Is the story of Joseph the story of my life?
He was a man built of great physique and looks; God places him at the right hand of the Pharaoh. I can confidently answer that He has imaged me to be the first but He hasn’t necessarily used me like the latter. As I communicate with God, I have to be careful – my heart sinks into the riches of Joseph’s position- to be a godly man in an ungodly world. So when I communicate, I often wonder if my heart’s dwelling is more about wanting to be like Joseph or wanting to be more like Jesus.
My communication with Him is thought out and pre-planned; I need to pray and when I want to pray I often get in the way of Him wanting to lose communication for the sake of intimacy. He’d rather hug me than lay a list of doctrinal rights and wrongs; within His hug He knows that he points towards discipline and love- the discipline to turn away from sin and head towards Holy union- His covenant is my strength for love and to love.

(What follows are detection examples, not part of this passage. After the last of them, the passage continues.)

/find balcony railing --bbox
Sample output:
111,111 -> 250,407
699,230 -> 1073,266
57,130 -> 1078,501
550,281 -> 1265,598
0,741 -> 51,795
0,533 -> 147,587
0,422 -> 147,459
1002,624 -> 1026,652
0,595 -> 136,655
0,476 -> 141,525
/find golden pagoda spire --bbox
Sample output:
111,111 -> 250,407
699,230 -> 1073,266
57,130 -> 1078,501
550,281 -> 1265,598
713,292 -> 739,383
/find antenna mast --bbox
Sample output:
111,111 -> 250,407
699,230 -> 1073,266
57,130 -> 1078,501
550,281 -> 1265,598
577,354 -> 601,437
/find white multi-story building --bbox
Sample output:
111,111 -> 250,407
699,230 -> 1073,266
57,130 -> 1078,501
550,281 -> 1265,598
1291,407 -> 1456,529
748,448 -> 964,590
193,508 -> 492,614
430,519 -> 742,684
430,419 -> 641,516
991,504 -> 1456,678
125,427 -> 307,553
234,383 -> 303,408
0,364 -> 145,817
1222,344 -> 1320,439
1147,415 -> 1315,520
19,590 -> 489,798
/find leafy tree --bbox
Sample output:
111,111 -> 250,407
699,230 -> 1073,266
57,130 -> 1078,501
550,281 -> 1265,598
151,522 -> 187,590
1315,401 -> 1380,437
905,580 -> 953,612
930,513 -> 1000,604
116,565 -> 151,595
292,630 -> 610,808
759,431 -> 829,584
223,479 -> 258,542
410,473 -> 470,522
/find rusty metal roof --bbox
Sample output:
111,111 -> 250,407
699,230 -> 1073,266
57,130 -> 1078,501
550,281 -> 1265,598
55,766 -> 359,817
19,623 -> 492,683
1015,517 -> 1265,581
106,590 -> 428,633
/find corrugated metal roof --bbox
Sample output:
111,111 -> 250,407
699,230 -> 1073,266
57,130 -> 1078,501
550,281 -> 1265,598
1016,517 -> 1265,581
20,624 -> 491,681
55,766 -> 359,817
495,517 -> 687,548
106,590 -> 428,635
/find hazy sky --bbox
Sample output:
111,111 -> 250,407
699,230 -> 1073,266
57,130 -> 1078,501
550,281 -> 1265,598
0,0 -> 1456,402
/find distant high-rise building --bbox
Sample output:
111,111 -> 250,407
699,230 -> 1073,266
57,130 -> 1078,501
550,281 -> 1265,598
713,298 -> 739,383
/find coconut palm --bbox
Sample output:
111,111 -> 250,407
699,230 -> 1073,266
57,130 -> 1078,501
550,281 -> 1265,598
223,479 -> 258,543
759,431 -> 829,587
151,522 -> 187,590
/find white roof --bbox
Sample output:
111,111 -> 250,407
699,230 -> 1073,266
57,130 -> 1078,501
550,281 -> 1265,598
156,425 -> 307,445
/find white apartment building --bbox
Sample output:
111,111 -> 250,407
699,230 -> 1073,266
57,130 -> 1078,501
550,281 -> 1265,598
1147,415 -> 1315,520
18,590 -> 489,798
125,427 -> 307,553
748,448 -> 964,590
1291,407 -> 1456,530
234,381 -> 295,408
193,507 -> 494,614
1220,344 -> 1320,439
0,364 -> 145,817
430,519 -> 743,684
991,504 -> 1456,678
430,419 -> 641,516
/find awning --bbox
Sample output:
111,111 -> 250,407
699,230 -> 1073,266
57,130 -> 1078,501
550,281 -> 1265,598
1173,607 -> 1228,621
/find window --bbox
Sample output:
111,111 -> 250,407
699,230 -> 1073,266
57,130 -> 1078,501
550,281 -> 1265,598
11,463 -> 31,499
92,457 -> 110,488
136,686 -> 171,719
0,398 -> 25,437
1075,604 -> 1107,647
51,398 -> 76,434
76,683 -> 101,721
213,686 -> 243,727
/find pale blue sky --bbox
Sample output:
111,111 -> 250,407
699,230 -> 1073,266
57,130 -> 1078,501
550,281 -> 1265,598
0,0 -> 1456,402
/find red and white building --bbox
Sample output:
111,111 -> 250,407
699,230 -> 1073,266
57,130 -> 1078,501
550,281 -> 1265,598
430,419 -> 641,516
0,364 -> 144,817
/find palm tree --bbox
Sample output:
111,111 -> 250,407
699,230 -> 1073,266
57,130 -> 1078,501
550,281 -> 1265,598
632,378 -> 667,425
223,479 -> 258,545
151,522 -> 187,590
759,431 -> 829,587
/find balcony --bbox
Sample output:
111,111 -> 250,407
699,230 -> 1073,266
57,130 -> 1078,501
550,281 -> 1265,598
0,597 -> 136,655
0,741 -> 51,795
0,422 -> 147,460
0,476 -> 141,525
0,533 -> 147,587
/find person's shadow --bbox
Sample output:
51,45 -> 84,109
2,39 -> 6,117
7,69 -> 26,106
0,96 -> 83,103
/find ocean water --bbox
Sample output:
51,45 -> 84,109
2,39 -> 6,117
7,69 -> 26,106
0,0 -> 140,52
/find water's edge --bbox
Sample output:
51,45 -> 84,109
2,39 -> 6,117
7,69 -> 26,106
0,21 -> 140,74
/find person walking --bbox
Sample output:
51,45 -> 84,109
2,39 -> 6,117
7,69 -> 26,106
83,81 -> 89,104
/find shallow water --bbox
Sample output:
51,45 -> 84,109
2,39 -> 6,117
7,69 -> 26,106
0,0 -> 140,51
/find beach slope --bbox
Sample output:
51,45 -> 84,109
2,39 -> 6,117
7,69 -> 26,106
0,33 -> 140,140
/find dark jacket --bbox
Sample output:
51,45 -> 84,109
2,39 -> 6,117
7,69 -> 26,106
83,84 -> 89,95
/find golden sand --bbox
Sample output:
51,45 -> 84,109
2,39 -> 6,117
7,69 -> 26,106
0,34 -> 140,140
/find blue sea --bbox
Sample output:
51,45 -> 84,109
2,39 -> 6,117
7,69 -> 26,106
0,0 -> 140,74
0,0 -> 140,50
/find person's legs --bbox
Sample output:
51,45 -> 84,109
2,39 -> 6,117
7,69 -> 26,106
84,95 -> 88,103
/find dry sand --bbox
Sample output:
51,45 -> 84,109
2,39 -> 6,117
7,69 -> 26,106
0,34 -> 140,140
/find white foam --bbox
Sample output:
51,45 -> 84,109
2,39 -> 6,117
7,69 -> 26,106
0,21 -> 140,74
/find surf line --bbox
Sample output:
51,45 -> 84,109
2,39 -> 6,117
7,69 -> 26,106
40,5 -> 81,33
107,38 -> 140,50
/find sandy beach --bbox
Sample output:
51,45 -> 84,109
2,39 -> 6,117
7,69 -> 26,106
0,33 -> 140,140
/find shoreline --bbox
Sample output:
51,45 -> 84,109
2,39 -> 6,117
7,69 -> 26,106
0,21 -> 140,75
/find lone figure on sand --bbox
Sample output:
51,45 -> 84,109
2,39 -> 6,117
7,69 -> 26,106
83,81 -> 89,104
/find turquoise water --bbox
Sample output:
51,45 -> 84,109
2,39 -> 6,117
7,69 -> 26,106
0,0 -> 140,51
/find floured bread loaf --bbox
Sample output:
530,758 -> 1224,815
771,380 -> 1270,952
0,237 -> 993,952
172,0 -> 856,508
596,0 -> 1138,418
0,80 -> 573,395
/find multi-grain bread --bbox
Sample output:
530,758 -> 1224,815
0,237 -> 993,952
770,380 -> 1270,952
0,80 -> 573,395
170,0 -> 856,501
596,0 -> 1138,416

My prayers are often a boring tv episode or a rewatched movie- even when the climax hits, you already know what happens; you’ll be less willing to watch it the next time, right? Don’t you think God might feel the same way? In my trials, I call; He answers. But what if prayer was so intimate EVERYDAY. Intimacy is not stale bread; it is manna that falls fresh each day; intimacy is awaiting the mysteries of God; intimacy is declaring that He is good even during hard times.
Joseph communicated with God; there may have been intimate times; But I see a clear winner- Jesus communicated intimately at all times. He was in the presence of His climax at each moment; He chose to be wholly intimate with His father- was that to gain a political or social platform? NO! If anything, that made Him lose all political power and social credibility. Lord, I apologize for envying Joseph more than declaring Jesus in this modeling industry. I choose to be like Jesus.